Correspondence between community structure and function during succession in phenol- and phenol-plus-trichloroethene-fed sequencing batch reactors

Abstract

The effects of more than 2 years of trichloroethene (TCE) application on community succession and function were studied in two aerobic sequencing batch reactors. One reactor was fed phenol, and the second reactor was fed both phenol and TCE in sequence twice per day. After initiation of TCE loading in the second reactor, the TCE transformation rates initially decreased, but they stabilized with an average second-order rate coefficient of 0.044 liter mg(-1) day(-1) for 2 years. In contrast, the phenol-fed reactor showed higher and unstable TCE transformation rates, with an average rate coefficient of 0.093 liter mg(-1) day(-1). Community analysis by terminal restriction fragment length polymorphism (T-RFLP) analysis of the 16S rRNA genes showed that the phenol-plus-TCE-fed reactor had marked changes in community structure during the first 100 days and remained relatively stable afterwards, corresponding to the period of stable function. In contrast, the community structure of the phenol-fed reactor changed periodically, and the changes coincided with the periodicity observed in the TCE transformation rates. Correspondence analysis of each reactor community showed that different community structures corresponded with function (TCE degradation rate). Furthermore, the phenol hydroxylase genotypes, as determined by restriction fragment length polymorphism analysis, corresponded to community structure patterns identified by T-RFLP analysis and to periods when the TCE transformation rates were high. Long-term TCE stress appeared to select for a different and stable community structure, with lower but stable TCE degradation rates. In contrast, the community under no stress exhibited a dynamic structure and dynamic function.

FIG. 1.

Long-term functional responses of the phenol-fed and phenol-plus-TCE-fed reactors. (A) TCE transformation rates. (B) Phenol degradation rates. The arrows indicate the sampling days used for the community structure study.

FIG. 2.

T-RFLP electropherograms of PCR-amplified 16S rDNA bacterial genes from replicate reactor communities before TCE application to the phenol-plus-TCE-fed reactor. Samples were digested with six different restriction enzymes individually.

FIG. 3.

Changes in bacterial community structure over time. T-RFLP electropherograms were generated from a CfoI digest of the 16S rDNA PCR product. The shaded peaks indicate dynamic ribotypes.

FIG. 4.

Community structure and function relationships between reactors. (A) CA of T-RFLP data from reactor communities. Results from independent digests with CfoI and HaeIII were combined for the analysis. Circles and roman numbers indicate periods when the community structures of the two reactors were similar, as follows: cluster I, phenol-fed reactor on days 50 to 198, 567, and 605 to 811 and phenol-plus-TCE-fed reactor on days 50 to 104; cluster II, phenol-fed reactor on days 357 to 541 and phenol-plus-TCE-fed reactor on days 294 to 361, 399, and 414 to 811. T=0, day 0 of each reactor before TCE application to one of them. (B) TCE transformation rates for the two clusters identified by CA. Graph I, cluster I; graph II, cluster II. The dotted lines indicate the average TCE transformation rates (in liter per milligram per day) for the days analyzed.
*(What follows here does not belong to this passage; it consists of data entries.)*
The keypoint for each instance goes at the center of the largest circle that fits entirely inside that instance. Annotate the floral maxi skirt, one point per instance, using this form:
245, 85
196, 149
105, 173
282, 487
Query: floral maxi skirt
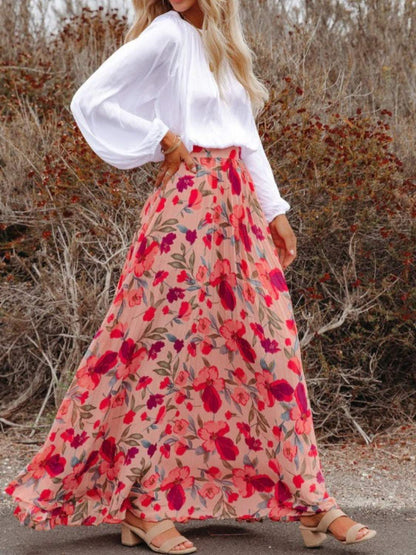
190, 402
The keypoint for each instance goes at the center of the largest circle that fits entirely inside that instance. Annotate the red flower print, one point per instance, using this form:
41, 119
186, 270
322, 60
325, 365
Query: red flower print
209, 490
145, 257
244, 428
275, 466
235, 180
167, 242
295, 365
112, 461
225, 280
298, 480
195, 199
177, 480
247, 481
143, 382
282, 492
301, 414
129, 416
128, 353
154, 400
119, 330
88, 376
213, 435
271, 389
272, 279
152, 481
185, 311
291, 326
289, 450
208, 381
185, 182
240, 396
233, 331
45, 461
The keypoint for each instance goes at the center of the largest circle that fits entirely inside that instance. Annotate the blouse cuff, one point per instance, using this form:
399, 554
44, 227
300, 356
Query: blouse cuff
156, 133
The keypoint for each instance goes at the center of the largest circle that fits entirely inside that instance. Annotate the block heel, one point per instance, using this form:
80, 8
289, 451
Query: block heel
310, 538
128, 537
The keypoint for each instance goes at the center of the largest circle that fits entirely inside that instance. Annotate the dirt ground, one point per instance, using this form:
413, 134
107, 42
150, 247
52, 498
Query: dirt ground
381, 475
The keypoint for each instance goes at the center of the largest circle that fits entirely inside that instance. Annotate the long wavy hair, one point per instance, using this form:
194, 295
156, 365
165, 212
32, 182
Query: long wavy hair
223, 39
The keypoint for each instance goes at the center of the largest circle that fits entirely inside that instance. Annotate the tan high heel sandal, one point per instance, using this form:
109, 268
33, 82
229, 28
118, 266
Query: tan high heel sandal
132, 535
314, 536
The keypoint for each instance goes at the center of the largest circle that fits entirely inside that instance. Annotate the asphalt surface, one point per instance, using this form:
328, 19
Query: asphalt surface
396, 535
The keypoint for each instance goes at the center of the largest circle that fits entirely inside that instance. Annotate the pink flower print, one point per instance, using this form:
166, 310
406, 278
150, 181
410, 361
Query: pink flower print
89, 375
181, 378
145, 257
237, 218
152, 482
247, 481
204, 325
209, 490
295, 365
233, 331
201, 274
272, 279
195, 199
282, 493
275, 466
289, 450
63, 409
119, 399
301, 414
225, 281
249, 293
176, 482
119, 330
180, 426
135, 296
235, 180
291, 326
208, 381
45, 461
73, 480
240, 396
271, 389
160, 277
112, 461
276, 510
213, 434
298, 480
128, 353
240, 375
185, 311
208, 162
244, 428
185, 182
167, 242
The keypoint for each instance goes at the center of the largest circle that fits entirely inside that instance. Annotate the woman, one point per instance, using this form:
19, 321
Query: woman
190, 402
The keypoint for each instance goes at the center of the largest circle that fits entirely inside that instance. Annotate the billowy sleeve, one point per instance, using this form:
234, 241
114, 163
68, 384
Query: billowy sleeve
261, 172
115, 107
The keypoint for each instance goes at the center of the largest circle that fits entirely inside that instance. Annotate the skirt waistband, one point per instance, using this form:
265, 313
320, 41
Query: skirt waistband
225, 152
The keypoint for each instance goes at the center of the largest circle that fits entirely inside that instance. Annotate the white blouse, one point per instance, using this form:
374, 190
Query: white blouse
159, 81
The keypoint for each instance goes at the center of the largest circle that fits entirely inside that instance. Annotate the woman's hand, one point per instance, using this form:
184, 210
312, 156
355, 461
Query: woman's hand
284, 239
172, 161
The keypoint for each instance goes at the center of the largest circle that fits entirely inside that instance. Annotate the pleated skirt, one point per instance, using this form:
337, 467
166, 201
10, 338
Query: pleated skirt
190, 401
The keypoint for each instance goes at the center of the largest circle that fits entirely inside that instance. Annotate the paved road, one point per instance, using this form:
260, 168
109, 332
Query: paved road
396, 535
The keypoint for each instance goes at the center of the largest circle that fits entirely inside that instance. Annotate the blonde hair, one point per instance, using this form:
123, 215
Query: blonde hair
223, 39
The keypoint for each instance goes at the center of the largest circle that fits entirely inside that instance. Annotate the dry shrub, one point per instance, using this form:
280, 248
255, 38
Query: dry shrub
338, 151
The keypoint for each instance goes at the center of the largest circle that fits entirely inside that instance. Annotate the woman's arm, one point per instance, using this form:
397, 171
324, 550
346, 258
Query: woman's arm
114, 107
267, 190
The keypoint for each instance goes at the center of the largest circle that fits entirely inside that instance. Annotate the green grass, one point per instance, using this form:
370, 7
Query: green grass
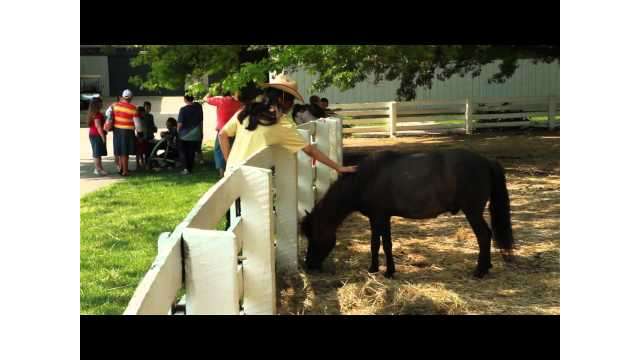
119, 228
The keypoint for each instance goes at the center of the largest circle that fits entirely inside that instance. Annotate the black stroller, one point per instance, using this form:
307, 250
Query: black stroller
164, 153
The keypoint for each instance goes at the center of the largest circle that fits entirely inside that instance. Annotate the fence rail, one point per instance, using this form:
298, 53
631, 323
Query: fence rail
463, 115
234, 271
Dim, dimension; NM, not measured.

FIG. 5.

Relative abundance of bacterial terminal restriction fragments (T-RF) from reactor samples after digestion with CfoI. The numbers next to the symbols on the right indicate the sizes of the T-RFs (in base pairs).

FIG. 6.

CA of T-RFLP data for each reactor community individually. (A) Phenol-fed reactor; (B) phenol-plus-TCE-fed reactor. The numbers next to the symbols under each panel indicate the day periods. The arrows and numbers (1 to 3) in the graphs indicate the order of the changes in community structure. Results from independent digestions with CfoI and HaeIII were combined for the analysis. The circled areas indicate the different clusters. The mean ± 95% confidence interval for the TCE transformation rates for each of the different clusters is indicated next to the circle. Dim, dimension.

FIG. 7.

Community restriction patterns of PCR-amplified phenol hydroxylase genes digested with RsaI and MspI. The number above each lane indicates the time (in days). The bars at the top indicate the samples with similar fingerprint patterns within and between reactors as determined by unweighted pair group with mathematical average cluster analysis. Lanes M contained markers. The numbers next to the arrows indicate the sizes of the fragments (in base pairs) in the marker lanes.